Schüler*innen nutzen digitales Tablet

Achtsamkeit und Digitalisierung – wie geht das zusammen?

Dr. Jan Ullmann ist Pädagoge und E-Learning Trainer. Ihm ist es wichtig, digitale Werkzeuge nicht um ihrer selbst Willen zu nutzen. Stefanie Uhrig hat mit ihm darüber gesprochen, wie die Digitalisierung an Schulen gelingen kann.

PORTAL FÜR ACHTSAMKEIT IN DER PÄDAGOGIK

Das Gespräch führte Dr. Stefanie Uhrig

Wir sprechen viel darüber, dass Schulen digitaler werden müssen. Was ist denn bisher vorhanden und was fehlt noch?

Dr. Jan Ullmann: Wir können uns das als Wellen vorstellen: Die erste Welle der Digitalisierung war rein auf die technischen Aspekte fokussiert.

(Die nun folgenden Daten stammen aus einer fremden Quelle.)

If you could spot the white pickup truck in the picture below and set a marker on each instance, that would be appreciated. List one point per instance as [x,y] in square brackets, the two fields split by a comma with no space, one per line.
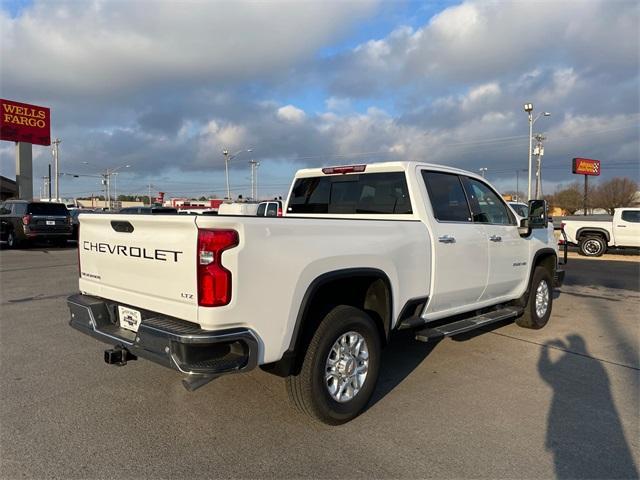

Die Zwangsdigitalisierung in der Corona-Pandemie hat eine Menge dazu beigetragen, diese Entwicklung zu beschleunigen. Trotzdem hinkt technisch weiterhin viel hinterher. Wir brauchen eben schnelles Internet, eine gute Tastatur und eine funktionierende Software, um an Schulen sinnvoll digital zu arbeiten.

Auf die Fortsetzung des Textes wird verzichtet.